Enfin, l’exposition se termine sur une nouvelle approche du roman photo avec un vrai parti pris artistique. Et pour accompagner le mot Fin, une partie du mur de baisers réalisé par Eugenia Balcells, une artiste féministe, à partir des cent dernières cases de différents romans photos.
Sous culture ou lien social méconnu ?
Les plus photogéniques des gloires de la scène et de l’écran y figurent : Johnny H. Et Sofia Loren, Mireille Mathieu ou Dick Rivers… Ou encore Jean Paul Belmondo -cadré par Godard et diffusé en feuilleton par le Parisien- comme Lollobrigida et Dalida ! Pourtant, le roman-photo, rejeton bâtard de la bande dessinée et de l’art photographique, n’a pas toujours eu bonne presse. Les milieux catholiques trouvaient immorale cette présentation, les intellectuels la jugeaient stupide et vulgaire ; les marxistes considéraient ce sous art comme anesthésiant et futile. Cependant, l’hebdomadaire Nous deux diffuse encore chaque semaine ces récits en images et bulles, à 230 ou 250 000 exemplaires . Soit plus d’un million de lecteurs-trices… C’est à dire plus que n’en recensent deux périodiques comme Challenges, et La Vie, réunis.
Ce magazine « qui porte bonheur » ne publie son premier récit en cases noires et blanches qu’en 1950, alors que la presse italienne inventait le genre trois ans plus tôt, en sollicitant quelques grands noms transalpins de la prise de vue : Fellini, Antonioni ou Gassman.

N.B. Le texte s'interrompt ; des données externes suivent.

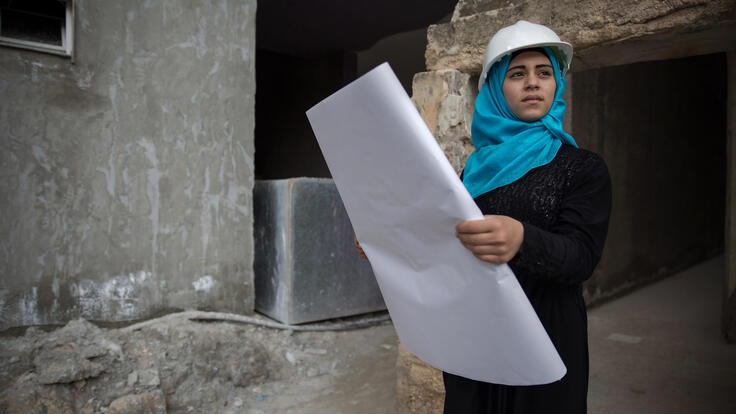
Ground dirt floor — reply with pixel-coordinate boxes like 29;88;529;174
0;258;736;414
0;316;398;414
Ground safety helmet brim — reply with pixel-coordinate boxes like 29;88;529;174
478;20;572;90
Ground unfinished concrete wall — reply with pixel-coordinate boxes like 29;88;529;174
0;0;256;329
572;53;727;301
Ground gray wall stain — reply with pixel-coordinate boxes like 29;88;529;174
0;0;256;329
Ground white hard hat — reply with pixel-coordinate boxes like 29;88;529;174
478;20;572;90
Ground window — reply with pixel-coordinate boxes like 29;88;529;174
0;0;74;56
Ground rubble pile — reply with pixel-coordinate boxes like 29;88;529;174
0;318;360;414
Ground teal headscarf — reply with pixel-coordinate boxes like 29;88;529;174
463;47;578;198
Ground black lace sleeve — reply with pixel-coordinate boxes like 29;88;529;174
509;155;611;284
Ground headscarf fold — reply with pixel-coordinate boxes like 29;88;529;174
463;47;578;198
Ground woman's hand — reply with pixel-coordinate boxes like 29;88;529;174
353;234;368;259
455;216;524;264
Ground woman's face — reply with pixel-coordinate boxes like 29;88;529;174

Dix ans plus tard, en 1961, la revue satirique Hara Kiri s’empare à son tour de ce mode narratif. Moins de mièvrerie, l’eau de rose devient du fiel; le comique succède au mélodrame. Charlie hebdo prendra le relais la décennie suivante, n’hésitant pas , entre deux dames dénudées, à déguiser Coluche en souverain pontif, régnant sur un épisode loufoque titré : « Le pape Jean Paul 2 et j’en retiens 1. » Jusqu’au mouvement politique situationniste, expert en dénonciation éloquente de la société du spectacle , qui aura aussi recours à cette mise en scène de photos parlantes, essentiellement sur le mode du détournement.
Soixante dix ans d’histoire, des millions de clichés , attestent que ce genre éditorial d’illustration sentimentale parvient à séduire et fidéliser une part du public, qui peut désormais partager les aventures sur tablette numérique, ou via Facebook. Avant l’ère digitale, tout l’arc méditerranéen , ainsi que l’Amérique latine , comptait des millions d’amateurs de roman photo. Dont le succès pourrait s’expliquer par un effet reflet, une sorte de sismographe des évolutions familiales et sociétales.

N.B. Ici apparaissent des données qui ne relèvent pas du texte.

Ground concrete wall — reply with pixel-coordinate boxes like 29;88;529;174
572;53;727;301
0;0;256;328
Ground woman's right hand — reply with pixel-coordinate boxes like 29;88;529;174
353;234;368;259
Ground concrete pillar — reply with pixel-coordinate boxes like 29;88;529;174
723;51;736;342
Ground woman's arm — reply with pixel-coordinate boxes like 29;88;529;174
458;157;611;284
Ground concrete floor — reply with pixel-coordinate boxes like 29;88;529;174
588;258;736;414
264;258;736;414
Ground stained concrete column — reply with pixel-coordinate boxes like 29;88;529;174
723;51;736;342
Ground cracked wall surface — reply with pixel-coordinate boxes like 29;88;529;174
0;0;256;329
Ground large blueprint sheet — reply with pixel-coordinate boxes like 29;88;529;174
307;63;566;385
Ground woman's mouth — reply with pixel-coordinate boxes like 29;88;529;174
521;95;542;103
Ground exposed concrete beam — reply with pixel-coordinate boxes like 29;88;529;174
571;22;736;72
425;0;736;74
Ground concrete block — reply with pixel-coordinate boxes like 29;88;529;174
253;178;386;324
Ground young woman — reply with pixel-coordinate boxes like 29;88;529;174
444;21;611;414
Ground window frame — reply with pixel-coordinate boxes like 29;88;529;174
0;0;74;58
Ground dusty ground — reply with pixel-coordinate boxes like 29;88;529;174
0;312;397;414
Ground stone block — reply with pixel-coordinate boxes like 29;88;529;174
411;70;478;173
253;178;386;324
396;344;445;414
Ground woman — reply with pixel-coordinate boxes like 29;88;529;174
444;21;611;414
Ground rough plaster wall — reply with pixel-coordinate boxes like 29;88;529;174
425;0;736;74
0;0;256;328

En somme, ce type de publication relève bien d’un sous genre de la littérature populaire. Ce qui suffit à justifier l’initiative du musée marseillais, héritier des arts populaires , d’exposer les rouages de ces feuilletons sentimentaux.

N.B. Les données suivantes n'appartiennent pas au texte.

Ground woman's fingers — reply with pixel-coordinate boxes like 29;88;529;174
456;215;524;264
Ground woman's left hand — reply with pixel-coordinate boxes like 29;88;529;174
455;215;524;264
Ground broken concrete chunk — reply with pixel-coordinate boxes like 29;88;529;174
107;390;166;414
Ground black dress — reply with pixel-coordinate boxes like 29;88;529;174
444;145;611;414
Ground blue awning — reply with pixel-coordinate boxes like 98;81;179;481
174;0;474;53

Labellisée MP2018 Quel amour !, cette exposition essaime déjà sous certains arrêts de bus. Des étudiants aixois de sciences-po enquêteront en février sur les formes amoureuses d’aujourd’hui.
Si Roland Barthes s’avouait « touché » par la bêtise de certains romans-photos, cette dimension primaire n’est-elle pas aussi celle qui permet l’accès au plus grand nombre d’une mythologie simpliste, combinant toutefois les talents de l’artisan (photographe cadreur et scénariste-dialoguiste) avec la puissance de l’industrie de la presse de charme.